Farming News - £14,000 pollution penalty for Staffordshire farm

£14,000 pollution penalty for Staffordshire farm

14 Sep 2018
Frontdesk / Finance

B&M Elkin & Son Ltd were fined following pollution of the Gayton Brook, Staffordshire, where 3000 fish perished.

In a prosecution brought by the Environment Agency, B&M Elkin & Son Ltd (the Company) of Hall Farm, Hilderstone, Staffordshire pleaded guilty to three charges of breaching environmental regulations following two pollution incidents and failing to provide adequate effluent storage.

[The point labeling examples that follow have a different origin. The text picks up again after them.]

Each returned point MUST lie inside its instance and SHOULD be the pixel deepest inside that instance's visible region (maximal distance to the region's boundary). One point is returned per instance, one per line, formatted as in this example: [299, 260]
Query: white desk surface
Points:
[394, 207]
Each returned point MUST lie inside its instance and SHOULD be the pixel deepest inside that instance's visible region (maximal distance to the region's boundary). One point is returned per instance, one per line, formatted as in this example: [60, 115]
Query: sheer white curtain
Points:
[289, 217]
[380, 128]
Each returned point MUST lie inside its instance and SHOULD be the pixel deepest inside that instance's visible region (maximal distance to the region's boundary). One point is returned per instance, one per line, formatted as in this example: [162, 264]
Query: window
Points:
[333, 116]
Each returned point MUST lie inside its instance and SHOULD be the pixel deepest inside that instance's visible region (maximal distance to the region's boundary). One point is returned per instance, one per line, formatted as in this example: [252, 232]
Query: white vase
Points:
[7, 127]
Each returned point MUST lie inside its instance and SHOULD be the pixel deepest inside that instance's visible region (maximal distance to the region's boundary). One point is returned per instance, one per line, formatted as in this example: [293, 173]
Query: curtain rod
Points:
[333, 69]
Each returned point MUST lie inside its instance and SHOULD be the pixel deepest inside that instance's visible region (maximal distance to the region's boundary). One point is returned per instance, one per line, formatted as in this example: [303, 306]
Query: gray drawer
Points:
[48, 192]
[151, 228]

The first incident occurred in Sept 2015 following a report of farm effluent discharging to the Gayton Brook, Milwich for several days. Investigators discovered that farm slurry had escaped from a gap in the storage pit. The incident caused effluent to run across the farm and into the brook, which was found to be green/brown in colour with a white foam, with a foul odour present. Approximately 3000 fish were killed in this incident.

A second incident occurred on 30 June 2016, when effluent entered Wheatlow Brook, which was found to be brown and frothy in appearance.

Hall Farm is within a Nitrate Vulnerable Zone which means the farm must comply with strict slurry storage capacity. Environment Agency officers advised the company that there was insufficient storage capacity and that they were in breach of the Nitrate Pollution Prevention Regulations 2010.

The company was fined £7,000, and ordered to pay £7,100 costs and a victim surcharge of £120.

In mitigation, consideration had been given that the business has been operating for 30 years without incident. The company had also cooperated with the Environment Agency and pleaded guilty at the first available opportunity. In addition, B&M Elkin & Sons Ltd had voluntarily paid £1,000 to the local wildlife trust and had spent over £20,000 in improvements and remediation at their site.

The Environment Agency Officer leading the investigation said:

“These were entirely preventable serious incidents, which led to pollution of farmland and watercourses in the area, resulting in the death of thousands of fish. The fact that the first incident was subsequently repeated gave us little choice but to pursue a prosecution.

” I hope this case sends a strong message to the farming industry that their activities have the potential for serious environmental impacts, and we take action when necessary.”